Traveling in a barren system to reach a station 40,000ls away, you should always be accelerating. Instead...once you reach a point near 100c the game just decides to throttle you down for no reason...and then when you get close to your destination...you speed back up.


/Sigh.


I always call it the "6 seconds out" system.

Because FD figured out how to make supercruise always calculate you to be 6 seconds away from your destination. Regardless of whether you have it locked on or not.
 
Freelancer had a really good implementation of system transport, basically every known planet was connected by a series of gates that sped your ship up.
 
1. I am not against mini jumps.
2. Payouts should take system distance AND station distance into account if we don't get mini jumps.
3. Always check your target location before taking a missions via system map.
 
Taking a dump, reading a newspaper AND checking mails all within 5 mins, now that is efficient, quite possibly faster than your average quest in a random game like gw2, wow, gw, swtor, Wildstar, ao, calypso, lotro snd many many more

5 minutes from a to b in a quest isnt all that bad, and it sure doesnt take much longer, at least not that i recall, and i dont mind it, wanting shorter would be to give in for the uktra convenience gamers seem to want these days, many people even support botting, wanting to play the game, yet not play themselves.

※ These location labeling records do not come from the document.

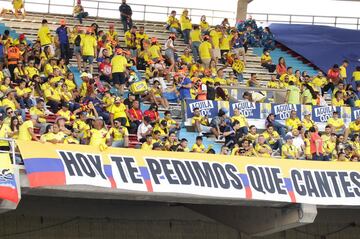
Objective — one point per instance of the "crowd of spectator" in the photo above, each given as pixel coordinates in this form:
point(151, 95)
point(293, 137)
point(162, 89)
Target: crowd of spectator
point(105, 109)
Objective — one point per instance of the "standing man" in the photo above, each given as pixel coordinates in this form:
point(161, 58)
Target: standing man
point(45, 37)
point(63, 38)
point(125, 15)
point(88, 49)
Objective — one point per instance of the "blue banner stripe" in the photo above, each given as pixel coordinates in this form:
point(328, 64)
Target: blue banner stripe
point(38, 165)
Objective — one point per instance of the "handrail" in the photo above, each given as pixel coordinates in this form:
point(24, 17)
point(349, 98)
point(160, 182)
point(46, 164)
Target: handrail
point(109, 9)
point(12, 146)
point(336, 21)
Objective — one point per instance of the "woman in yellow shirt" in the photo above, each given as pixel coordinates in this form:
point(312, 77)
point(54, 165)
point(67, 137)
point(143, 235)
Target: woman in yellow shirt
point(338, 100)
point(5, 85)
point(62, 66)
point(186, 25)
point(204, 25)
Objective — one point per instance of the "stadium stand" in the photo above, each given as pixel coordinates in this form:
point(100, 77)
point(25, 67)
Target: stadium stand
point(65, 82)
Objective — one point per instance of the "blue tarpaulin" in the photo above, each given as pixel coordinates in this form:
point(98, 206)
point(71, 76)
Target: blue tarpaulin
point(324, 46)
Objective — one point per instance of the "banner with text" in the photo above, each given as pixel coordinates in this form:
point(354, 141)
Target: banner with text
point(8, 188)
point(190, 174)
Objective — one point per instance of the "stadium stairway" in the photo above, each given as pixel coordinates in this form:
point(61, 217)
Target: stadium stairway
point(32, 22)
point(290, 60)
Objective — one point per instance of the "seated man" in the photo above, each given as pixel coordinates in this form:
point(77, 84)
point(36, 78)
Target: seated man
point(288, 150)
point(337, 124)
point(198, 147)
point(293, 121)
point(200, 123)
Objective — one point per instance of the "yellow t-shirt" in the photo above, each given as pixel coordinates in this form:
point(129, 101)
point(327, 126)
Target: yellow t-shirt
point(8, 103)
point(119, 64)
point(185, 23)
point(173, 22)
point(44, 35)
point(289, 149)
point(338, 123)
point(343, 71)
point(198, 149)
point(336, 102)
point(154, 51)
point(116, 134)
point(31, 71)
point(146, 146)
point(356, 75)
point(242, 120)
point(275, 135)
point(215, 38)
point(204, 50)
point(118, 111)
point(204, 25)
point(24, 130)
point(225, 42)
point(88, 43)
point(53, 93)
point(308, 123)
point(259, 147)
point(195, 36)
point(354, 128)
point(293, 123)
point(18, 4)
point(186, 59)
point(4, 130)
point(98, 137)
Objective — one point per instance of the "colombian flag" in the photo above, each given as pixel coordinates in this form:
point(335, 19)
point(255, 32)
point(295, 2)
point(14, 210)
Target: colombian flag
point(8, 189)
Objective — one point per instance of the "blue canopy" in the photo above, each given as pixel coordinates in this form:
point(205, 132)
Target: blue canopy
point(324, 46)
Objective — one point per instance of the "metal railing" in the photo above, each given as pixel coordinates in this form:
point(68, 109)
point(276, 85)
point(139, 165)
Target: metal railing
point(335, 21)
point(12, 149)
point(110, 9)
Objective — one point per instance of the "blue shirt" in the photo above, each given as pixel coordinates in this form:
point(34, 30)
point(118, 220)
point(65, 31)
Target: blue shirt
point(62, 34)
point(185, 92)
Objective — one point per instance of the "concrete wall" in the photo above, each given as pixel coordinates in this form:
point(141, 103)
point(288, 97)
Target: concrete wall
point(40, 217)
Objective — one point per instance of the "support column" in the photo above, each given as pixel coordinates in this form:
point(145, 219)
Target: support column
point(241, 10)
point(259, 221)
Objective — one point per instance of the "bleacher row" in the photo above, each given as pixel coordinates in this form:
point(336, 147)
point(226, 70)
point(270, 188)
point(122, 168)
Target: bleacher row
point(32, 22)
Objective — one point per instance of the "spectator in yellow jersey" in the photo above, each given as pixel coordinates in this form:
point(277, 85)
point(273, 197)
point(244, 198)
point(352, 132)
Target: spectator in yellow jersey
point(198, 147)
point(26, 130)
point(88, 49)
point(45, 37)
point(205, 51)
point(195, 41)
point(118, 70)
point(148, 144)
point(200, 123)
point(342, 68)
point(216, 36)
point(293, 121)
point(173, 24)
point(204, 25)
point(337, 124)
point(186, 26)
point(79, 12)
point(130, 41)
point(119, 134)
point(262, 149)
point(354, 127)
point(288, 150)
point(356, 76)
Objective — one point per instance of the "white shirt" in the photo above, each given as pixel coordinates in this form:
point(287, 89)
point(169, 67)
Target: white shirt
point(142, 129)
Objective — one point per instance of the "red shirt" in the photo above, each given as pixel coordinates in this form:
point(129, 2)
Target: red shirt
point(152, 114)
point(313, 138)
point(136, 114)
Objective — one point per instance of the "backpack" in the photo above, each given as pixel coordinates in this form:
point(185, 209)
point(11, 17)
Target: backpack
point(77, 40)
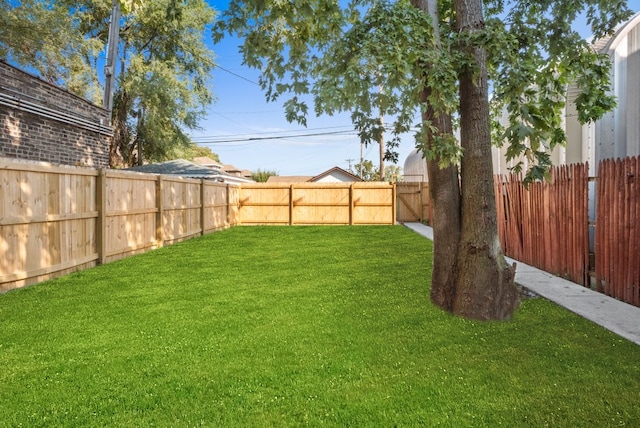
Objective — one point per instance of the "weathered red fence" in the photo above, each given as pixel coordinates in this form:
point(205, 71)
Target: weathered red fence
point(617, 245)
point(546, 225)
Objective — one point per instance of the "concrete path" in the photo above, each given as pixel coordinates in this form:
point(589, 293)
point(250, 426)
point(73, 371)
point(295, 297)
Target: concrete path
point(614, 315)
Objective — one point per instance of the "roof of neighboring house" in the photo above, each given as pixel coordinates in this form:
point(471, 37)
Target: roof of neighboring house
point(207, 161)
point(188, 169)
point(289, 178)
point(348, 177)
point(335, 169)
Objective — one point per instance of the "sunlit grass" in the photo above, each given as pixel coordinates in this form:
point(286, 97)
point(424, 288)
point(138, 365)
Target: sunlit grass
point(290, 326)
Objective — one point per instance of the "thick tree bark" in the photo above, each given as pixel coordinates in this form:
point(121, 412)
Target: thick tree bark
point(484, 282)
point(445, 194)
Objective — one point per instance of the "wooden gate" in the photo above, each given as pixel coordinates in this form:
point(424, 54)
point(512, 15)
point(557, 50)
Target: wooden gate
point(413, 202)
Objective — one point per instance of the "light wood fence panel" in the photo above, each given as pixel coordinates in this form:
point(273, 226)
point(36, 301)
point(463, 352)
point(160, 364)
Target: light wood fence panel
point(413, 202)
point(316, 203)
point(617, 243)
point(264, 203)
point(373, 203)
point(215, 206)
point(181, 209)
point(47, 222)
point(546, 225)
point(129, 214)
point(321, 203)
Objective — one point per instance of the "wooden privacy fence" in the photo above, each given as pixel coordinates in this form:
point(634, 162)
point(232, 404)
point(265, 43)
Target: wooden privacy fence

soon we will be buying a game and watch it play like a movie where all we do is have a char instantly log on and teleport around with godmode xP

just be glad it seems fd is not your average dev and dies not seem to give in to these things, because if you want a boring game, look at other mmos, just look at the cesspool forums they have, it sadly is not pretty anymore where hatred leads and you will get shunned upon for any opinion and idea you might have.


or you coukd think of a compromise, jumping would be a too big of a compromise, what about planetary slingshotting to go faster, a risky thing requiring skill and is used today to efficiently reach deep space.

or perhaps be able to streamline a ship to go faster (i know theres no resistace out there BUT) shutting off systems allowing more power to the engines and faster, ie shields guns, scanners, life support and so on. Allowing you to go twice as fast in SC for a short period of time, but would poses a danger becAuse you have shut down everytging, if someone manages to intersict you, you better be prepared as your a sitting duck till its up again.

just two ideas that keep the immersion up without making it uktra convenient and inevitably making it a tenfold times more dull
 
I have to come in and agree, the long travels within systems can be mundane. Its not as if there is much scenery in space to gorp at.

As said above me, a fast travel gate system or jump points from nav beacons would be handy. I can not believe with technology at this stage in the game there is not any other option but sloth travel.

I can understand in a way why you can not jump everywhere, I mean there has to be times for conflict and other events to materialize, so I guess for now we will need other in game distractions or ship activities to wind away the time.